One was a truck driver, the other a Revolutionary Guard officer he had called to help supervise the truck loading.
“I slipped, but I am all right,” he told them.
They would proceed as planned, except that he would go with the warhead, and divert it at the last minute.
The brothers would be needed to mount it onto the missile and prepare the rocket, and he would have to stay with them to supervise, as well as code the warhead at the final preparation. This meant neither they nor he could bring the bomb to the man who would plant it aboard the plane.
Who did he trust to do that job?
No one.
Tarid?
But perhaps Tarid had been the one to give away the Sudan location to the Israelis.
No, if he had done that, he never would have come back to Iran.
Not purposely. Perhaps he had made a slip.

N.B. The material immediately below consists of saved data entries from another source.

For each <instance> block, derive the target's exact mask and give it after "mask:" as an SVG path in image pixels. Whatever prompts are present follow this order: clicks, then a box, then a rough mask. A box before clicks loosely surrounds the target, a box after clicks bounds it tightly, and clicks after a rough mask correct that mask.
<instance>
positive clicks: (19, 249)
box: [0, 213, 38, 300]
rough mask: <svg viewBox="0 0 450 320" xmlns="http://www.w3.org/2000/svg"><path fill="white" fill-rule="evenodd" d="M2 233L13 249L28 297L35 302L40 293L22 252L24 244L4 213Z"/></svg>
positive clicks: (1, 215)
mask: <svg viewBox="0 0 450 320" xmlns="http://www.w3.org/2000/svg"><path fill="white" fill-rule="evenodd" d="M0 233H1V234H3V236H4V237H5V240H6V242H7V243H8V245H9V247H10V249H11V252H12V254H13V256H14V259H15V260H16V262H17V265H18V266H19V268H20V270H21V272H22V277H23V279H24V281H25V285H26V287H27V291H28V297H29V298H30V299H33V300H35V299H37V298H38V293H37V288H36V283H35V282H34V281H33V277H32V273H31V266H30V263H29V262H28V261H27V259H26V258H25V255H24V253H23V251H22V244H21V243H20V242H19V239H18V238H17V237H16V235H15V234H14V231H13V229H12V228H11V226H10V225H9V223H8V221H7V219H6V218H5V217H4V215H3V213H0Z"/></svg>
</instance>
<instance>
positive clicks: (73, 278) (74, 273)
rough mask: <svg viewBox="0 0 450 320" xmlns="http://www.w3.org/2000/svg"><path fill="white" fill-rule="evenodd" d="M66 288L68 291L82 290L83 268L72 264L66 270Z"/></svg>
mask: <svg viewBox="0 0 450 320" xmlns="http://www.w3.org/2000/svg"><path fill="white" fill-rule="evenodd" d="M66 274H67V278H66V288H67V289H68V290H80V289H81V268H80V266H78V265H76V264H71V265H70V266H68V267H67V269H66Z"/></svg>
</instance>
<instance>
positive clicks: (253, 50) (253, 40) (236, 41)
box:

If he had done so inadvertently, while still a sin, it was at least less mortal. And he could make up for it by placing the bomb in the plane.
“Are you all right, Imam?” asked the Guard member.
“I needed a moment to gather my thoughts. The articles must be transported. Load them into the separate trucks. I will give each driver specific instructions once you are ready to leave. In the meantime, I must make a phone call in private.” He reached into his pocket and took out the key to the large warehouse-style door. “Go to the side and begin your work.”
“They’re transporting the crates,” Danny told hera as the Voice translated what Aberhadji told the men inside. “He got a phone call. They must realize we’re on to them.”
Danny looked at the MY-PID screen. There were a dozen trucks gathered in the front lot. Each crate had to be going to a different location. They’d lose track of half of them.
He debated whether to try attacking. Besides the drivers, there were another twenty men, all with visible weapons, according to the Voice.
There was no way.
And even if the odds were better, what would the next step be? Blow up whatever was in the crates? If it was nuclear material, it would be spread all over.
Then what? Gather it and smuggle it out of Iran.
But if they failed, everything would be lost — the Iranians would find the bugs, realize they were being watched. The material — and the bombs, if there were any — would be lost again.